[PATCH] drm/xe: Fix exec IOCTL long running exec queue ring full condition

Fri Jan 5 03:32:26 UTC 2024

On Thu, Jan 04, 2024 at 01:55:48PM -0800, Welty, Brian wrote:
> 
> On 1/4/2024 12:09 AM, Matthew Brost wrote:
> > The intent is to return -EWOULDBLOCK to the user if a long running exec
> > queue is full during the exec IOCTL. -EWOULDBLOCK aliases to -EAGAIN
> > which results in the exec IOCTL doing a retry loop.
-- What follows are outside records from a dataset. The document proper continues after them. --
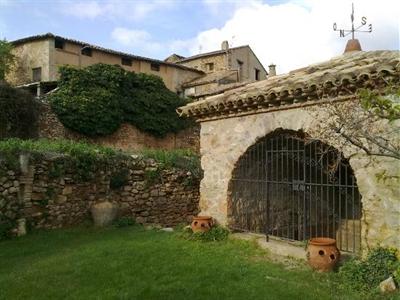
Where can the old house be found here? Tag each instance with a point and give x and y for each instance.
(39, 56)
(224, 69)
(267, 170)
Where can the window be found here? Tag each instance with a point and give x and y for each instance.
(257, 74)
(240, 69)
(155, 67)
(86, 51)
(59, 43)
(126, 61)
(36, 74)
(210, 66)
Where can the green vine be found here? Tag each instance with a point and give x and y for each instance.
(96, 100)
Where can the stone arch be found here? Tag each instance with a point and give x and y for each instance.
(292, 187)
(224, 141)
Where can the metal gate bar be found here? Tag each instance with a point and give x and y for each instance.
(288, 188)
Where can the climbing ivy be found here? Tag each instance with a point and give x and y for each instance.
(95, 101)
(18, 113)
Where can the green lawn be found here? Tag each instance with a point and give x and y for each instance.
(132, 263)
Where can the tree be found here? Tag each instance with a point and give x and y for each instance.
(7, 58)
(95, 101)
(18, 113)
(371, 123)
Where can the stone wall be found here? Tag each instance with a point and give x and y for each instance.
(127, 137)
(224, 141)
(49, 193)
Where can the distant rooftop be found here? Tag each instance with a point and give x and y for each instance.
(212, 53)
(95, 47)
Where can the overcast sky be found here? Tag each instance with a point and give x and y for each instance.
(290, 34)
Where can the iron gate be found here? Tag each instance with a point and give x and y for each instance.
(287, 187)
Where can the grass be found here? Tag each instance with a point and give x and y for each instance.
(132, 263)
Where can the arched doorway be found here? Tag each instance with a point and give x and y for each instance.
(294, 188)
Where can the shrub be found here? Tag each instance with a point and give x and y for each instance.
(216, 233)
(84, 158)
(179, 158)
(95, 101)
(5, 229)
(18, 113)
(87, 100)
(368, 273)
(124, 222)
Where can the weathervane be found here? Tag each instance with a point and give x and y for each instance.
(363, 22)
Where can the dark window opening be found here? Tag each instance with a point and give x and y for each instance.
(86, 51)
(240, 69)
(59, 43)
(155, 67)
(257, 74)
(126, 61)
(210, 66)
(36, 74)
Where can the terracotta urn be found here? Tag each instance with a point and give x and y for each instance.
(201, 223)
(104, 213)
(322, 253)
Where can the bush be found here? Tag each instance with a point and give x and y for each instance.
(5, 229)
(216, 233)
(95, 101)
(82, 157)
(124, 222)
(87, 100)
(179, 158)
(18, 113)
(368, 273)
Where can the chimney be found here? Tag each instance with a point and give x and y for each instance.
(352, 45)
(272, 70)
(225, 45)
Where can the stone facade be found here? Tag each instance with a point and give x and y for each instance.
(47, 198)
(223, 68)
(224, 141)
(127, 137)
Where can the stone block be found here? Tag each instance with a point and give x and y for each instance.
(61, 199)
(67, 190)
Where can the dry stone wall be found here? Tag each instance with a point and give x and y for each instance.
(49, 194)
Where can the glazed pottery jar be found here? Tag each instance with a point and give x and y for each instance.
(322, 253)
(201, 223)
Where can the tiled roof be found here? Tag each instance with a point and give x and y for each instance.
(51, 35)
(338, 78)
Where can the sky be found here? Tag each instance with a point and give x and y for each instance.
(290, 34)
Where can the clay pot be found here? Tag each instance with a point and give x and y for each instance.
(201, 223)
(322, 254)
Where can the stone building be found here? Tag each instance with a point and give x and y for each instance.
(38, 58)
(224, 69)
(268, 170)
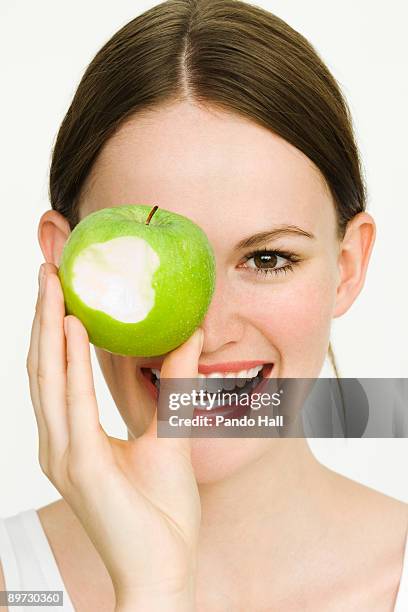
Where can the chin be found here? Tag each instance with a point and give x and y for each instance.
(217, 459)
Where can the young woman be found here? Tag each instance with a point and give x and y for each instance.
(219, 111)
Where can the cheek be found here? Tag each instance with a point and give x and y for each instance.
(295, 313)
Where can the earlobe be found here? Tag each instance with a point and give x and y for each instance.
(53, 232)
(354, 256)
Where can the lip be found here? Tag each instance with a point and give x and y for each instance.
(227, 366)
(154, 392)
(235, 410)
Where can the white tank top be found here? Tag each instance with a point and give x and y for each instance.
(29, 563)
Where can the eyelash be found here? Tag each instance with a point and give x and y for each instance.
(289, 256)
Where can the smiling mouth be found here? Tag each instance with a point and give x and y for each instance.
(217, 383)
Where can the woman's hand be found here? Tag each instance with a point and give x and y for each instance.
(138, 500)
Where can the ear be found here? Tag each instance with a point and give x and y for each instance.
(354, 255)
(53, 232)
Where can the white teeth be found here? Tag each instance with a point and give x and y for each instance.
(237, 378)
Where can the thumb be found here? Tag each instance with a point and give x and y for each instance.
(182, 362)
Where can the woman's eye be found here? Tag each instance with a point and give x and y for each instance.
(271, 262)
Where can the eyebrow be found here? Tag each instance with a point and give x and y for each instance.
(276, 232)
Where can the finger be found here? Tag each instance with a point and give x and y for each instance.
(32, 368)
(83, 414)
(52, 362)
(180, 363)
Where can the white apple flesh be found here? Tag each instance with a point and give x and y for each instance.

Fix this by ensuring
> > the retry loop is broken when returning -EWOULDBLOCK.
> > 
> > Fixes: 8ae8a2e8dd21 ("drm/xe: Long running job update")
> > Reported-by: Sai Gowtham Ch <sai.gowtham.ch at intel.com>
> > Signed-off-by: Matthew Brost <matthew.brost at intel.com>
> > ---
> >   drivers/gpu/drm/xe/xe_exec.c | 7 ++++---
> >   1 file changed, 4 insertions(+), 3 deletions(-)
> > 
> > diff --git a/drivers/gpu/drm/xe/xe_exec.c b/drivers/gpu/drm/xe/xe_exec.c
> > index d30c0d0689bc..c68e1bd15e6a 100644
> > --- a/drivers/gpu/drm/xe/xe_exec.c
> > +++ b/drivers/gpu/drm/xe/xe_exec.c
> > @@ -115,7 +115,7 @@ int xe_exec_ioctl(struct drm_device *dev, void *data, struct drm_file *file)
> >   	struct xe_sched_job *job;
> >   	struct dma_fence *rebind_fence;
> >   	struct xe_vm *vm;
> > -	bool write_locked;
> > +	bool write_locked, skip_eagain = false;
> >   	ktime_t end = 0;
> >   	int err = 0;
> > @@ -227,7 +227,8 @@ int xe_exec_ioctl(struct drm_device *dev, void *data, struct drm_file *file)
> >   	}
> >   	if (xe_exec_queue_is_lr(q) && xe_exec_queue_ring_full(q)) {
> > -		err = -EWOULDBLOCK;
> > +		err = -EWOULDBLOCK;	/* Aliased to -EAGAIN */
> > +		skip_eagain = true;
> 
> Would using another error code be more clean and avoid confusion in
> user-space as well?   Such as -EBUSY here?
> 
> But if you feel strongly about using EWOULDBLOCK, fix looks good to me.

I think after quite a bit of review we landed on EWOULDBLOCK as this
means user space should retry the IOCTL.

Matt 

> Reviewed-by: Brian Welty <brian.welty at intel.com>
> 
> >   		goto err_exec;
> >   	}
> > @@ -337,7 +338,7 @@ int xe_exec_ioctl(struct drm_device *dev, void *data, struct drm_file *file)
> >   		up_write(&vm->lock);
> >   	else
> >   		up_read(&vm->lock);
> > -	if (err == -EAGAIN)
> > +	if (err == -EAGAIN && !skip_eagain)
> >   		goto retry;
> >   err_syncs:
> >   	for (i = 0; i < num_syncs; i++)